Mumbai: Equity benchmarks on Thursday logged their biggest drop in 20 days with Sensex slipping below 26,000 mark and the Nifty ending at 7,721.30 on caution due to expiry of monthly derivative contracts and fund outflows after the US Fed's move to trim its bond buying programme hit sentiment.
Banking, power, consumer durable and capital goods stocks attracted profit-selling. ICICI Bank and Maruti Suzuki shares dropped even after in-line quarterly results, said brokers.
The BSE 30-share Sensex today resumed better and moved side ways in a narrow range till mid-session. However, it met with strong resistance and gradually declined to end at 25,894.97, a fall of 192.45 points or 0.74 percent. This is its biggest fall since July 11 when it slipped 348.40 points.

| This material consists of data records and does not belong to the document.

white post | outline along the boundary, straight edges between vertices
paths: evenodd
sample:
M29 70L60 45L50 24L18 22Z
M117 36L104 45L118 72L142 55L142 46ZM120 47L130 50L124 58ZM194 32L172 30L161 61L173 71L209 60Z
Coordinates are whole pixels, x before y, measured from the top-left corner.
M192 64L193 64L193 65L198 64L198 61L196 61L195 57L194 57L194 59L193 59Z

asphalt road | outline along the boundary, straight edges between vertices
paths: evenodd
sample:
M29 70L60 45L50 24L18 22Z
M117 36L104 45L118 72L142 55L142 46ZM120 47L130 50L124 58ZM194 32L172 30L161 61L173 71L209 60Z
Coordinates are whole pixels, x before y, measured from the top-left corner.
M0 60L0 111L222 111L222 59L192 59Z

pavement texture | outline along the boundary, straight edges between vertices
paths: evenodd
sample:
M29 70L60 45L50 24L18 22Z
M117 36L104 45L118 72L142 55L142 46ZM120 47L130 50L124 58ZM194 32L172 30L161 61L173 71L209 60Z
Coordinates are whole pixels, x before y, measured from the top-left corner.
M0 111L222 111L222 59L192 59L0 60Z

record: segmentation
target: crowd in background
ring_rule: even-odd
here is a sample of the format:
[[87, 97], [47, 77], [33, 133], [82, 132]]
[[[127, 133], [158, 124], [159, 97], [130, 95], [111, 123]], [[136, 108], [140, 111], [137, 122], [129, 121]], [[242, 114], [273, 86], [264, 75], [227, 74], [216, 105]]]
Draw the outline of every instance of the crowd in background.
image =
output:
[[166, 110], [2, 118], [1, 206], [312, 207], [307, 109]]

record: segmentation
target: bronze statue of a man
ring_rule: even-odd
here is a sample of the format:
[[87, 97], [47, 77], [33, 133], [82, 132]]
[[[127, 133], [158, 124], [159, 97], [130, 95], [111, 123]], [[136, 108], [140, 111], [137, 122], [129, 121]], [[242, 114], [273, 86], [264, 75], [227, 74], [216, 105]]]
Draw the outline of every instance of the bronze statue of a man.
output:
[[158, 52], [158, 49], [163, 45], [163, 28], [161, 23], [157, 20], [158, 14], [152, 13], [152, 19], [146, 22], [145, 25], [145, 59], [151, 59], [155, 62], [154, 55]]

The 50-issue CNX Nifty of the NSE dipped by 70.10 points, or 0.90 percent, to 1-1/2-week low of 7,721.30. The Nifty's drop today was also its steepest since July 11 (down 108.15 points.)
Losses in HDFC, ITC, Tata Motors, M&M, TCS, HUL, Wipro, Maruti Suzuki and BHEL weighed on indices.
Globally, the US Fed's decision to continued with gradual tapering and reducing asset purchases by another USD 10 billion/month, triggered concerns that flows into emerging market would slow. Besides, risk-aversion was seen due on reports that Argentina has failed to strike a deal to avert its second default in more than 12 years.
Asian stocks finished mixed. Key benchmark indices in Japan, South Korea and Taiwan closed lower while from China, Hong Kong and Singapore concluded higher.
Foreign Portfolio Investors sold shares worth a net Rs 381.66 crore yesterday, as per provisional data from bourses.